Solve using Augmented Matrix Methods

-4(x1) + 6(x2) = -8
6(x1) - 9(x2) = 12

-4 6 -8

6 -9 12
-->
2 -3 4
3 -3 4
-->
1 0 0 ---- #2 - #1
2 -3 4 --- #1
--->
1 0 0
0 3 -4 -- 2(#1) - #2

1 0 0
0 1 -4/3 --- #2/3

x1=0, x2 = -4/3

(poor choice of method for such a simple system)

To solve the given system of equations using augmented matrix methods, we will first write the equations in matrix form.

Let's represent the system of equations as:

-4x1 + 6x2 = -8 ---- Equation 1
6x1 - 9x2 = 12 ---- Equation 2

To solve it using augmented matrix methods, we'll convert the equations into an augmented matrix, which merges the coefficients of the variables and the constants on the right side of the equal sign.

The augmented matrix for the system is:

[-4 6 | -8]
[ 6 -9 | 12]

Now, we'll perform row operations to transform the augmented matrix into row-echelon form or reduced row-echelon form by using elementary row operations, which include scaling a row, swapping two rows, or adding or subtracting rows.

The goal is to obtain an upper triangular matrix or a diagonal matrix with 1's along the diagonal.

Step 1: Convert the first element in the first column to 1 by performing a row operation.
Multiply the first row by -1/4:

[ 1 -3/2 | 2 ]
[ 6 -9 | 12 ]

Step 2: Use the first row to eliminate the first element in the second row.
Multiply the first row by -6 and add it to the second row:

[ 1 -3/2 | 2 ]
[ 0 0 | 0 ]

The augmented matrix is now in row-echelon form.

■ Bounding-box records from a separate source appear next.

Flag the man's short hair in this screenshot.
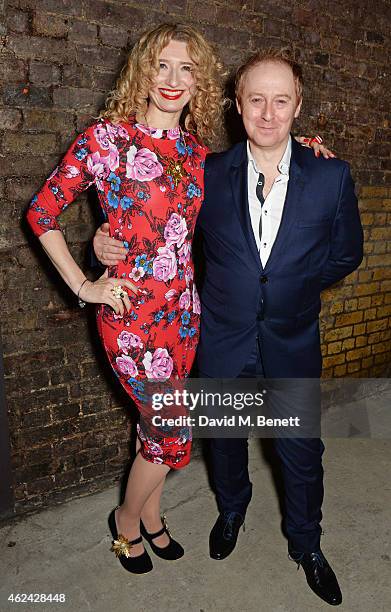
[235,48,303,101]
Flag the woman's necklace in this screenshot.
[145,117,188,188]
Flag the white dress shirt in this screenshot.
[247,136,292,267]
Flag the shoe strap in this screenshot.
[148,514,171,540]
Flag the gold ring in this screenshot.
[111,285,127,300]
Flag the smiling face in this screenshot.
[147,40,196,128]
[236,60,301,151]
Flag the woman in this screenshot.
[27,25,330,573]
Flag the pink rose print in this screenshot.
[179,289,191,310]
[129,266,145,281]
[106,123,129,140]
[115,355,138,378]
[47,166,59,181]
[185,266,194,286]
[126,145,163,181]
[117,330,143,355]
[135,123,163,138]
[193,284,201,314]
[65,165,80,178]
[148,442,163,457]
[164,213,189,248]
[143,348,174,380]
[105,144,119,172]
[152,247,177,283]
[167,127,181,140]
[178,240,191,266]
[87,151,110,191]
[164,289,178,302]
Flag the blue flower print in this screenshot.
[187,183,201,198]
[155,310,164,323]
[75,149,88,161]
[175,138,186,155]
[138,253,149,270]
[120,196,133,210]
[107,172,121,191]
[181,310,190,325]
[128,377,145,391]
[179,327,189,338]
[107,191,119,208]
[167,310,176,323]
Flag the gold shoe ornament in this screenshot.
[110,533,132,559]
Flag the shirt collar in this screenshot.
[247,135,292,175]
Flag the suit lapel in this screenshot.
[265,136,305,271]
[229,142,262,268]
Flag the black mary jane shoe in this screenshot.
[140,514,185,561]
[109,506,153,574]
[288,550,342,606]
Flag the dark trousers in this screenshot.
[201,340,324,552]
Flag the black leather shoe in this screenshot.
[209,512,244,559]
[289,550,342,606]
[140,514,185,561]
[109,506,153,574]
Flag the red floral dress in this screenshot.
[27,119,207,468]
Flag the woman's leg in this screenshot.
[116,453,170,557]
[136,436,170,547]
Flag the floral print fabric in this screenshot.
[27,119,207,467]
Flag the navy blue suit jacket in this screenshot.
[197,139,363,378]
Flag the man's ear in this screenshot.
[295,98,303,119]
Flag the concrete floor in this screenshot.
[0,439,391,612]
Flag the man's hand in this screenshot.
[93,223,128,266]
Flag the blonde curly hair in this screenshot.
[99,23,226,143]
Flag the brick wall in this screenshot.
[0,0,391,513]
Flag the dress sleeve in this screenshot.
[26,124,100,236]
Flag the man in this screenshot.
[198,51,363,605]
[93,51,362,605]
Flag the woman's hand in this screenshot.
[295,136,337,159]
[79,272,139,316]
[93,223,128,266]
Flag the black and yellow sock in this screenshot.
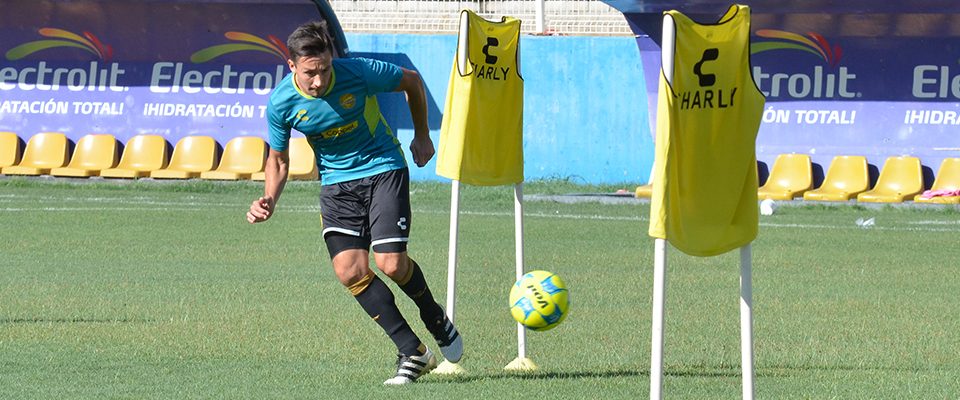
[348,271,423,356]
[397,258,444,326]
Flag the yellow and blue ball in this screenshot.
[510,271,570,331]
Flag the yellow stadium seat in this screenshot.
[803,156,870,201]
[100,135,167,178]
[50,134,118,178]
[757,154,813,200]
[857,157,923,203]
[200,136,267,180]
[0,132,20,168]
[150,136,219,179]
[913,158,960,204]
[251,138,320,181]
[635,183,653,199]
[0,132,69,175]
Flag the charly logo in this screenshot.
[750,29,862,99]
[6,28,113,62]
[693,48,720,87]
[750,29,843,68]
[340,93,357,109]
[190,31,290,64]
[481,37,500,65]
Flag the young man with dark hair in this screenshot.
[247,22,463,385]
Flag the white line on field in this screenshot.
[7,194,960,232]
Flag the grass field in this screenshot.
[0,179,960,399]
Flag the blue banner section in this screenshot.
[0,0,345,143]
[347,34,653,184]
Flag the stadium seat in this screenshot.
[0,132,20,168]
[635,183,653,199]
[200,136,267,180]
[803,156,870,201]
[0,132,69,175]
[913,158,960,204]
[50,134,118,178]
[251,138,320,181]
[857,157,923,203]
[150,136,219,179]
[757,154,813,200]
[100,135,167,178]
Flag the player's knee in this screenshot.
[376,253,410,282]
[333,250,370,287]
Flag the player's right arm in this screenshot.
[247,96,291,224]
[247,149,290,224]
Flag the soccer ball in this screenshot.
[510,271,570,331]
[760,199,777,215]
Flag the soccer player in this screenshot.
[247,22,463,385]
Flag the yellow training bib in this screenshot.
[649,5,765,257]
[437,10,523,186]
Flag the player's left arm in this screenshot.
[394,67,434,167]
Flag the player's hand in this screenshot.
[247,197,276,224]
[410,135,435,167]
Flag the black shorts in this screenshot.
[320,168,410,259]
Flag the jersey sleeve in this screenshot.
[360,58,403,94]
[267,97,290,151]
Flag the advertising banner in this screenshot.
[620,2,960,180]
[0,0,347,144]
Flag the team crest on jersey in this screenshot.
[321,121,360,139]
[340,93,357,109]
[297,110,310,122]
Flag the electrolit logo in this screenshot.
[150,31,290,95]
[750,29,862,99]
[6,28,113,62]
[190,32,290,64]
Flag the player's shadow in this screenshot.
[352,52,443,130]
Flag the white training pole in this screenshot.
[447,180,460,322]
[650,239,667,400]
[650,15,676,400]
[513,182,527,360]
[433,179,465,374]
[536,0,547,33]
[740,244,754,400]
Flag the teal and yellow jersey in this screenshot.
[267,58,407,185]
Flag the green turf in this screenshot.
[0,179,960,399]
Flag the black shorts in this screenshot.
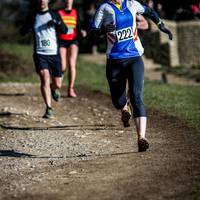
[59,40,78,48]
[106,57,146,118]
[33,53,62,77]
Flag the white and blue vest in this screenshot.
[92,0,145,59]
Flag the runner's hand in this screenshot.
[105,24,116,33]
[47,19,58,27]
[158,22,173,40]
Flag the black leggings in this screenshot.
[106,57,146,118]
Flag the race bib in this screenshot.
[116,27,133,42]
[40,39,51,48]
[67,26,74,35]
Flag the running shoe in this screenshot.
[138,138,149,152]
[43,107,53,119]
[121,105,131,127]
[51,89,61,102]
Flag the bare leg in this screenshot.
[52,77,62,90]
[134,117,147,140]
[67,44,78,97]
[39,69,51,108]
[60,47,67,72]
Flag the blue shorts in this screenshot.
[33,53,62,77]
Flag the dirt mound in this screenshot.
[0,84,200,200]
[0,51,33,77]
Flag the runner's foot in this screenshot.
[51,85,61,102]
[68,88,77,98]
[138,138,149,152]
[43,107,53,119]
[121,105,131,127]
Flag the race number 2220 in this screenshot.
[116,27,133,42]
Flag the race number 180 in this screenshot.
[41,40,50,47]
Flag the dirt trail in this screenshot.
[80,54,200,86]
[0,84,200,200]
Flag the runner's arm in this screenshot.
[90,4,115,36]
[134,0,173,40]
[47,11,68,34]
[136,15,149,30]
[19,12,35,36]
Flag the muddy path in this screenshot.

To determine the solution, we'll convert the row-echelon form matrix to equations.

From the row-echelon form matrix, we have the equation:
x1 - (3/2)x2 = 2 ---- Equation 3

Notice that x2 is a free variable since it doesn't have a pivot in the coefficient matrix.

Therefore, the solution to the system of equations is:
x1 = 2 + (3/2)x2
x2 = t (where t is any real number)

So the general solution to the system is:
x1 = 2 + (3/2)t
x2 = t

In augmented matrix form, the solution is:
[ x1 ]
[ x2 ] =
[ 2 + (3/2)t ]
[ t ]

Thus, we have solved the system of equations using augmented matrix methods.